Commissioners met Aug. 5 and reviewed proposed changes to the current ordinance.
The board directed commissioner Ted Owens to work with employees on proposing needed changes to volunteer boards last month.
The main change being proposed to the planning board ordinance is to advertise for specific township appointments once vacancies become available.
The current ordinance calls for seven members and one alternate with the ordinance stating, “members should be selected to represent townships, municipalities, and/or all areas of the county.”
The draft ordinance also states that the planning board consists of seven members and one alternate, but says, “to the extent possible, six of the seven membership seats shall be held by one resident of each of the county’s townships.

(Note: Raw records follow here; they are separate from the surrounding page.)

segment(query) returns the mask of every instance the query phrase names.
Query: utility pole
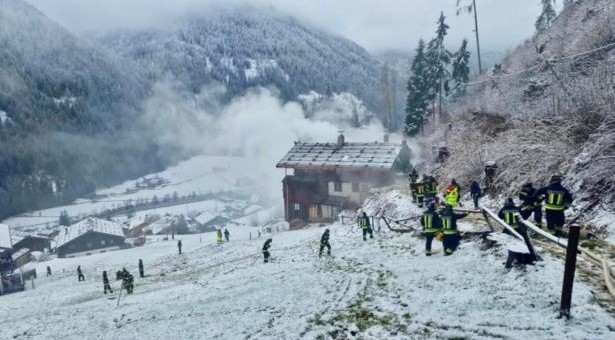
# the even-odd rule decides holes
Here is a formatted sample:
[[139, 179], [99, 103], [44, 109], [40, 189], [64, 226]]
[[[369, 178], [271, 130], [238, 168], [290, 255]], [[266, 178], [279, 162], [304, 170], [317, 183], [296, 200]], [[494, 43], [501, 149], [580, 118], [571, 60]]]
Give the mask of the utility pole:
[[474, 32], [476, 33], [476, 55], [478, 56], [478, 74], [482, 74], [483, 65], [480, 60], [480, 42], [478, 40], [478, 14], [476, 11], [476, 0], [472, 0], [472, 7], [474, 8]]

The remaining planning board member seat shall be an at large seat and may be a resident of anywhere within the county. The alternate member seat shall be an at large seat and the member may reside anywhere within the county.”
The current planning board consists of three members from Columbus, one member from Green Creek, two from White Oak, one from Saluda and the alternate from Columbus. There is currently no representation from Tryon or Coopers Gap.
Commissioner Owens said the point of the amendment is stressing that the planning board will have members from each township. He said he feels the current draft puts more pressure on getting representation from each township. Owens said the planning board has ended up with two to three representatives from Columbus and no one from Coopers Gap or Tryon.
The new policy proposes for example, if a Tryon member is one of the openings, the county will advertise specifically for a Tryon representative for two weeks. If no one from Tryon applies, the county will advertise it a second time. If no one applies from Tryon again, the county will request an at large member. At the end of the at large member’s three-year term, the county would again advertise for someone from Tryon.
Commissioner Tom Pack asked for the board to consider two-year terms for the planning board, which he proposed would begin on Jan. 1 and expire on Dec. 31. Currently, planning board members serve three-year terms from Nov. 1 to Oct. 31.
Pack said the county could ask current members whose terms are expiring Oct. 31, 2013 to stay on until the end of the year.
Commissioner Ray Gasperson said he has concerns about two-year terms. He said the members are dedicated and work hard on issues and gain a level of knowledge because they’ve been there a while.
“I would be concerned about two-year rotations that you’re going to lose some of that (knowledge),” Gasperson said. “Is there anything really broken here?”
Commissioner chair Michael Gage said he thinks every community needs to be represented on the planning board.